Thermometry – the better method to determine total sodium in foodstuffs

A commonly used method for quantifying sodium in foodstuffs is to determine the counterion chloride using argentometric titration, the concentration of which can be used to deduce the sodium concentration from the 1:1 stoichiometry of sodium chloride. This method involves errors because sodium is not only present with chloride as the counterion. A new method for direct titration of sodium with thermometric endpoint detection solves this problem.

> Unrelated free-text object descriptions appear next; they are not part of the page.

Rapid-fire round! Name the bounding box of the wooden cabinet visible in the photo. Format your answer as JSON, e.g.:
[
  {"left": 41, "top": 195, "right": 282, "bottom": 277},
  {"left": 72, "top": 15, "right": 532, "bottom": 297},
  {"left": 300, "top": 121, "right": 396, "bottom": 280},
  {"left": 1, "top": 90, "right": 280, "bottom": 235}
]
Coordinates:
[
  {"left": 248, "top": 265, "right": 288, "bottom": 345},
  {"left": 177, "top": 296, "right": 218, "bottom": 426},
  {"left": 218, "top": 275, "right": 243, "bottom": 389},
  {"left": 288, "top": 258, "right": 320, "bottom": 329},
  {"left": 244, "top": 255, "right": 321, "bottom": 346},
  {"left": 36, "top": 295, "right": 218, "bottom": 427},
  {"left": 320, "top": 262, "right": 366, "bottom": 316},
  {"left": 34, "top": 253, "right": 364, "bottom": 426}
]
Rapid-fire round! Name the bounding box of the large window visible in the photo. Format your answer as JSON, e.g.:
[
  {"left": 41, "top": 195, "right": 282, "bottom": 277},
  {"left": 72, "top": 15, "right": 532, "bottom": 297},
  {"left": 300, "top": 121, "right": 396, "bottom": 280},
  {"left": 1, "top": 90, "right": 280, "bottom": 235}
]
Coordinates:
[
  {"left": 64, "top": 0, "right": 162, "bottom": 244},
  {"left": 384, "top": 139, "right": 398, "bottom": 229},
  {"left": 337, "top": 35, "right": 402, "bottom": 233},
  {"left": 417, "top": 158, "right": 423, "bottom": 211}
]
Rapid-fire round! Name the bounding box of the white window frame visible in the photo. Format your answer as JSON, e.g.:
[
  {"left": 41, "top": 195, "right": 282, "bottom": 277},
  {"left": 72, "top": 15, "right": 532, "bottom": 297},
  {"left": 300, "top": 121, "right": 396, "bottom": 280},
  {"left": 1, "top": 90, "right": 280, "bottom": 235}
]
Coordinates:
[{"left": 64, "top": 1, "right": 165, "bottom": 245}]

Thermometric titration shares with potentiometric titration the use of a sensor to detect the endpoint of the titration reaction. In the case of thermometric titration, however, the sensor is a fast responding thermometer.  Hence, instead of measuring the electrochemical potential in the solution, this robust, highly sensitive thermometer tracks the reaction enthalpy, i.e., the temperature change in the solution.

The endpoint of the titration is marked precisely by the moment, when the reaction stops and no significant temperature change is registered any longer in the solution. Because it relies merely on a change of solution temperature to find the endpoint, there is no need to calibrate the sensor. Sensor maintenance is minimal, and it can be stored dry between titrations.

As for sample preparation, users only need to ensure that the matrix does not prevent the analyte from reacting with the titrant and that the sample is sufficiently mobile. Accurate results are available in less than 2 minutes.